Stacey aka the Soccer Mom says
I never thought of it that way – I don’t know what exactly qualifies as PTSD but it sure was traumatic! I still get angry when I think about it and how the hospital treated us, but I promise over time even that fades. I’m happy to hear the post was something that spoke to you – thank you for letting me know!
Selena, I found it traumatic also and possibly developed ptsd. Letting you know I did too but it does get better
It’s such an amazing yet scary journey women go through. Scarguard is really helpful with the after care tho! It helps with raised scars and it disinfects while treating. Also, being a new mom means there’s not as much “Me time.” It’s a swipe, dry and go product, letting mommies be mommies. I’m all about being proud of my scar, but a little help doesn’t hurt.

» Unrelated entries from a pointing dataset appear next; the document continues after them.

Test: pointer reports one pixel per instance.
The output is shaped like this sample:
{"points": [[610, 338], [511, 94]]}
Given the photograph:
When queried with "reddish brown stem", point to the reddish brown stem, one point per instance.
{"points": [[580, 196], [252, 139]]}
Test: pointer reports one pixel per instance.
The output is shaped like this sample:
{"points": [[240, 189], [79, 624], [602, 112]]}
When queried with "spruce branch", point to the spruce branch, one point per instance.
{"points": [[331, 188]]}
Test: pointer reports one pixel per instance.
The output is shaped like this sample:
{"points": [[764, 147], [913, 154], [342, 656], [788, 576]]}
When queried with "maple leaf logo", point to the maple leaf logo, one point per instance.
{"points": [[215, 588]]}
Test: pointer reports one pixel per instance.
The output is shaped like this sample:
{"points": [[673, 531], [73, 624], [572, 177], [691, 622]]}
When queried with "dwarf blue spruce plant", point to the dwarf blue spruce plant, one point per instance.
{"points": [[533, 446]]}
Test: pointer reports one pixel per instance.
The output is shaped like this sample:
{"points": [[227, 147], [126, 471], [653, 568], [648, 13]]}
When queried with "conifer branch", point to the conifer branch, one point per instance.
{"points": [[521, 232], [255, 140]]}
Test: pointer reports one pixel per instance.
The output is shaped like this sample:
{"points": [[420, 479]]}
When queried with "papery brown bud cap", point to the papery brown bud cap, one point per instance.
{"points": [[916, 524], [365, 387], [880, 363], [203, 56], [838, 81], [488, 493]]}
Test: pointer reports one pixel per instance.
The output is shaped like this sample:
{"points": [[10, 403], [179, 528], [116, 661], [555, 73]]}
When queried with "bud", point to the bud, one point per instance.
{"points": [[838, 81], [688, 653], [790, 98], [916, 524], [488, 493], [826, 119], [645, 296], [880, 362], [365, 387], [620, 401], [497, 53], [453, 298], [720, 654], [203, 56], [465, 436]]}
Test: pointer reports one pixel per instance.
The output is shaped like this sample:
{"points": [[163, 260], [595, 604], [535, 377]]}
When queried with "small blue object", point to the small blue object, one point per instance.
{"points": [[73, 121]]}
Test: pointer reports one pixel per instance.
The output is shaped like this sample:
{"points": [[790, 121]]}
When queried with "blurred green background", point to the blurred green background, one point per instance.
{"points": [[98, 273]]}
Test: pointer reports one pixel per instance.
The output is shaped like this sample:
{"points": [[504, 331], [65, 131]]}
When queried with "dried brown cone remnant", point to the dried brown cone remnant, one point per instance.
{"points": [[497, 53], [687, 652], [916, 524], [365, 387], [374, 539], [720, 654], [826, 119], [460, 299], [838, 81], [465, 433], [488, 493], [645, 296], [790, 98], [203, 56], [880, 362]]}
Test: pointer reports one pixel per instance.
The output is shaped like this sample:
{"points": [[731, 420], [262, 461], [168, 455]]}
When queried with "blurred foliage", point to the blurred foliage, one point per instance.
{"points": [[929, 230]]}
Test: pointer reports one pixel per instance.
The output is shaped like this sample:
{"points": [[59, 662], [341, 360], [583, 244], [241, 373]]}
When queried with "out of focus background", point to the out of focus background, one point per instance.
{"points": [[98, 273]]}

I am due for my baby in May and due to some health issues, my OB Gynaec has already told me that I would give birth via C- Section. So, I was looking for blogs on information regarding C-Section and came across your post & whattoexpect. Your positive approach towards C-Section has given me a lot of positivity. I am no more worried about the scar because I know that the scar will fade. I have learned that with the passing time everything will be ok all the pain will go. I am happy that the reward will be worth every stitch. It is good to know that I am not alone, and many moms go through C- Section.
Nina Paul says
Thanks for sharing this. I’m sure many couples like us will get benefitted from this article.